Tags
"I've Got The Power", "Rapper's Delight", Arrested Development, Grandmaster Flash, KRS-One, Lyrics, Manhood, Musical Tastes, Notorious B.I.G., PE, Public Enemy, Rap, Run-D.M.C., Snap, Sugar Hill Gang, Tupac
At nearly forty-one, I ultimately don’t care what anyone thinks about my musical tastes. I haven’t cared for years. Heck, I make fun of some of the stuff I still listen to. Some of it’s deserved, but much of it’s a function of the music segregation that’s part of the cultural segregation that still exists in this country we call America.

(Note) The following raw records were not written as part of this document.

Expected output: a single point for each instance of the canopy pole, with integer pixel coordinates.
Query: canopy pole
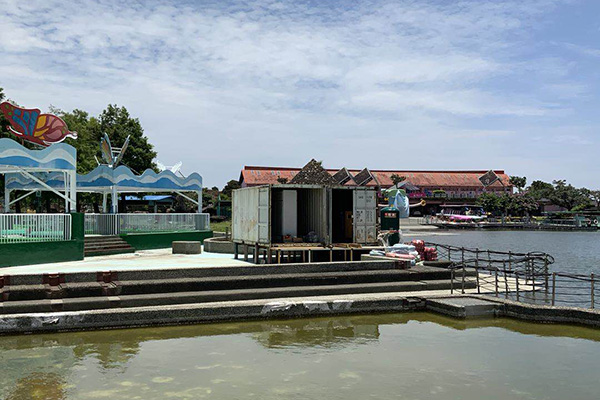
(114, 200)
(104, 202)
(36, 179)
(22, 197)
(6, 198)
(66, 178)
(73, 189)
(197, 202)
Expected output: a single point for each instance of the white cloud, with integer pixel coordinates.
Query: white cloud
(265, 81)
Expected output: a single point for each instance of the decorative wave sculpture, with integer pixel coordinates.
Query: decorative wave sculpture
(103, 178)
(60, 156)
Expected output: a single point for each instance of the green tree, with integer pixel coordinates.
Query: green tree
(229, 187)
(3, 121)
(490, 202)
(118, 124)
(567, 196)
(396, 179)
(519, 182)
(595, 197)
(540, 190)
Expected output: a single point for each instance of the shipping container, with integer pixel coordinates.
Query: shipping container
(273, 214)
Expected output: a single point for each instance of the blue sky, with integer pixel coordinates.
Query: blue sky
(385, 84)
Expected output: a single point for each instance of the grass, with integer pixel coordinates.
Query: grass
(220, 226)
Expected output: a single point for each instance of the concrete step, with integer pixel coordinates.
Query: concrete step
(226, 282)
(106, 245)
(195, 297)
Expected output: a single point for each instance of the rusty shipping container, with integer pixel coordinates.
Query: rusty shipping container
(272, 214)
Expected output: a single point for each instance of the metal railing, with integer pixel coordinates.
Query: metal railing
(114, 224)
(553, 289)
(24, 228)
(537, 261)
(523, 277)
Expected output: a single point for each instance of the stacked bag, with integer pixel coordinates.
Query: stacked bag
(425, 253)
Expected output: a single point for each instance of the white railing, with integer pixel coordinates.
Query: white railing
(24, 228)
(114, 224)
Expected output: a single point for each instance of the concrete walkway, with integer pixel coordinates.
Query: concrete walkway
(145, 259)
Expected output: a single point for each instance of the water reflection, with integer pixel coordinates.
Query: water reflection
(38, 386)
(196, 360)
(325, 333)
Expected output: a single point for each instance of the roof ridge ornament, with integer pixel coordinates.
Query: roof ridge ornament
(112, 156)
(31, 125)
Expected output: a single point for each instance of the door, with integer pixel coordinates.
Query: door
(264, 215)
(365, 216)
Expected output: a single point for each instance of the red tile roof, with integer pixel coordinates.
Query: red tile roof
(254, 175)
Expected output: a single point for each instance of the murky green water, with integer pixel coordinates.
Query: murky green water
(408, 356)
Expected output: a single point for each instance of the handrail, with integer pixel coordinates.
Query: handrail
(24, 228)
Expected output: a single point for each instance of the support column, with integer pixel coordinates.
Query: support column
(6, 199)
(114, 198)
(104, 202)
(73, 194)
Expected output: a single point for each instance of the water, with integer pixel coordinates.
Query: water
(408, 356)
(574, 252)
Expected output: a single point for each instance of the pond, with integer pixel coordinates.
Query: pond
(404, 356)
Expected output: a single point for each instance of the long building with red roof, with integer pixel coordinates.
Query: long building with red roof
(463, 184)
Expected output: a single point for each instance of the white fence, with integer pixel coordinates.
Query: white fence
(114, 224)
(24, 228)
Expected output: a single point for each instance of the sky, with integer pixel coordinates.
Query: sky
(402, 85)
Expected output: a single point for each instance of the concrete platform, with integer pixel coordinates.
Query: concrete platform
(144, 259)
(464, 307)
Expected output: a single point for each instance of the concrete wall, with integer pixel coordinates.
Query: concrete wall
(162, 240)
(218, 245)
(13, 254)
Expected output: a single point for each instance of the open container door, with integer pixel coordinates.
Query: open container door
(365, 216)
(264, 215)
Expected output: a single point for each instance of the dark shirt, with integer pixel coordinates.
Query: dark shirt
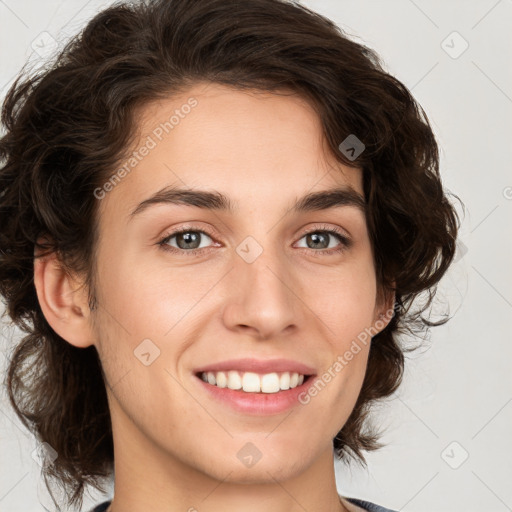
(370, 507)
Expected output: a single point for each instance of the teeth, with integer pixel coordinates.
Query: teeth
(251, 382)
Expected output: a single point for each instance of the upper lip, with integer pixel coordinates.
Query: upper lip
(258, 366)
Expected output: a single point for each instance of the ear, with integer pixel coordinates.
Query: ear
(63, 301)
(384, 309)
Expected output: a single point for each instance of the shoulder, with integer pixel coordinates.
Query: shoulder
(370, 507)
(101, 508)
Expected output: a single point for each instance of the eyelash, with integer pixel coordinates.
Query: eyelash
(346, 243)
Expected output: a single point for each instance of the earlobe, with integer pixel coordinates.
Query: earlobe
(63, 301)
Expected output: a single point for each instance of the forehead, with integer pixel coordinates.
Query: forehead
(258, 148)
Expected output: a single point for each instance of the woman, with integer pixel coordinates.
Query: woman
(228, 209)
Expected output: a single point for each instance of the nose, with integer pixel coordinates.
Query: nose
(261, 300)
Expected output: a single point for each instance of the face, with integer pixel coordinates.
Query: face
(253, 277)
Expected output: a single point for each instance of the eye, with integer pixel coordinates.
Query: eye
(194, 242)
(324, 239)
(185, 241)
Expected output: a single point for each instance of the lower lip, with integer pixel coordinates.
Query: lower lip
(257, 403)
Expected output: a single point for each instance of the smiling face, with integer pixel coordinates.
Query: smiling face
(260, 273)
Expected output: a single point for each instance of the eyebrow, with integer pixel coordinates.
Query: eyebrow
(215, 200)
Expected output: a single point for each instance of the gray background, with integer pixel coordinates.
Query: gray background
(448, 442)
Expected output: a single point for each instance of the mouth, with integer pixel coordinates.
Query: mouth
(251, 382)
(255, 387)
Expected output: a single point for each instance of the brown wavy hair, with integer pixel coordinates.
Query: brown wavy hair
(68, 126)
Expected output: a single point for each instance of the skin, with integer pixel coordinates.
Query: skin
(176, 448)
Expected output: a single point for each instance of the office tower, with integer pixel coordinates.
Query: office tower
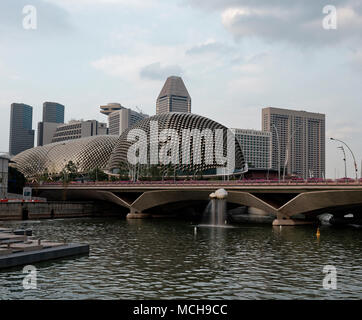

Like most growing up in the ’70s and ’80s, I was introduced to rap in late-’79 by the Sugar Hill Gang “Rapper’s Delight,” rap lyrics with Chic’s “Good Times” — a disco hit the year before — as the background music. I got to see a rap venue once growing up, the following summer at Van Courtland Park in the Bronx. Back then, me and my Holmes Elementary School friends weren’t sure if rap was much more than a curiosity or fad, or would be here to last.
Who knows if the Hebrew-Israelite years or Humanities or just having parents who’d barely made it out of the ’60s music-wise had anything to do with it, but the years between ’81 and ’84 were lost ones as far as rap was concerned. I heard more classical than probably any other genre in middle school, thanks mostly to our wacko music teacher Mrs. Mallory. We didn’t have cable, and me listening to the radio at 616 wasn’t permitted unless it was religious programming. I caught pieces of music from videos on ABC on Saturdays sometimes, from my nearly daily runs to C-Town, and from my classmates and their conversations.
That was until I rebelled in the summer of ’84. Grandmaster Flash. Kurtis Blow. The whole Roxanne thing. That’s what I got to hear when I began to turn the radio dial to WBLS-FM and a couple of other stations in ’84 and ’85. Of course, Run-D.M.C. Doug E. Fresh, Kool Moe Dee, and early LL Cool J would all hit the scene in the two years that followed.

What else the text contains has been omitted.